How To Say It
I know what happens after you die.
I take your family to a quiet room, with Kleenex. Then I say the word “dead.” Not expired, because you were a person, not milk. And not passed on, because families always want to believe you were just transferred to another hospital. “Dead.” I have to say it.
That's all they really taught us in medical school about how to deliver bad news. A one-hour lecture. So we learned by watching our teaching physicians. We were their constant audience in a sort of theater of the bereaved: lurking near doorways and family rooms and the hospital’s ER, noting how soft they made their voices, when they patted someone on the back, how much technical jargon did they use before getting to the word “dead.”
When you train to become a doctor, they don’t really teach you about death. They tell you how to prevent it, how to fight it, how to say it—but not how to face it. So during one of my first nights as a teaching physician in the ER, as we worked on the body of a sixteen-year-old boy with eight bullet holes in his abdomen and chest, we feel almost angry at his body.
Is he breathing? Bleeding? Is his heart beating?
I plunge a breathing tube down his throat. A large-bore I.V. goes into each arm and an even larger one into the groin. We start running two units of Type O negative blood, trying to replace what he’s lost. We put tubes everywhere. I call for another unit of blood, but no matter how fast we work, we can’t work fast enough.
The monitor begins to sound the shrill, insect whine meant to alert us when a patient is crashing. Which we already know. So it feels less like a warning and more like a rebuke.
We lose his blood pressure. Then his pulse. But he’s sixteen, so I perform a trauma Hail Mary: With a fifteen blade, I slice deeply from his nipple all the way down to the bed. I grab the scissors, cut through his intercostal muscles, take the rib-spreaders, put them between his ribs, and crack his chest open. There’s a huge gush of blood. And then a moment of stillness, like the second after a lightning strike. Even his blood smells metallic, like ozone. I reach into his chest and put my hands around his still heart and begin pumping it for him, feeling for damage.
Then I slip my fingers down the length of his aorta and it is so riddled with holes that the frayed pieces disintegrate in my hands.
The first time I had to be the one to break bad news to a family, I was in my last year of residency training. I remember having to do it in the patient’s room, because his adult daughter refused to leave his bedside. So I said, “I’m sorry. He’s dead. We did everything we could.” Then I was supposed to give her a few moments alone, but I was paralyzed. Rooted to the spot by a feeling of failure and loss. When I looked at the bed, I was imagining what it would be like if that was my father. My supervisor must have realized what was happening, because she grabbed me by the arm and dragged me out the door.
“Don’t you ever do that again,” she said. “Don’t pretend that grief is yours when it’s not. One day, you’ll be where she is. But if it’s not the person you love on the table, say you’re sorry, mean it, and then you have to walk away.”
I look up from the boy’s chest and see that my own audience has formed. They watch to see what I’ll do next. I realize that the boy’s family will be here soon, and in front of me is a gaping hole.
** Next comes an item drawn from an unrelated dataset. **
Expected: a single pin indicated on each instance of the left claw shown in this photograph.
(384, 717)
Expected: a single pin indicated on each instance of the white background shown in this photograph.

I turn to the surgery resident and say, “As fast as you can, you have to close this guy up.”
Not ten minutes later, we hear a woman’s voice demanding to be let in. We are not ready. Security tries to keep her out of the trauma bay as we shove sheets and gauze and surgical supplies into giant trash bags. But she is a tsunamic force. We barely have the boy closed up and half covered with a white sheet when I see her in the doorway. Clearly his mother. And she goes absolutely still.
“I’m sorry,” I say, “he’s dead, we did everything we could.”
She takes a running leap towards the body. The nurse at the head of the bed sees a large needle, still attached to the thread holding him together, and plucks it off just before his mother lands on top of his body, trying to protect it with her own.
She starts keening. It’s a terrible sound.
“I’m sorry,” I repeat. “He’s dead. We did everything we could.”
She slides off his body and presses the dead boy’s fingers to her mouth for a brief moment before holding them against her cheek. I start to leave as soon as the social worker enters, motioning for the crowd to follow. Maybe that’s what they learn from watching me. How to walk away.
And without a moments break, I go to see the next patient. Because there are forty people in the waiting room who all want immediate attention, and they can’t know that I still feel the dead boy’s heart in my hands like an anchor. But I know that if I don’t put it down now, I may never remember that this loss doesn’t belong to me. One day, grief will be mine. But not tonight.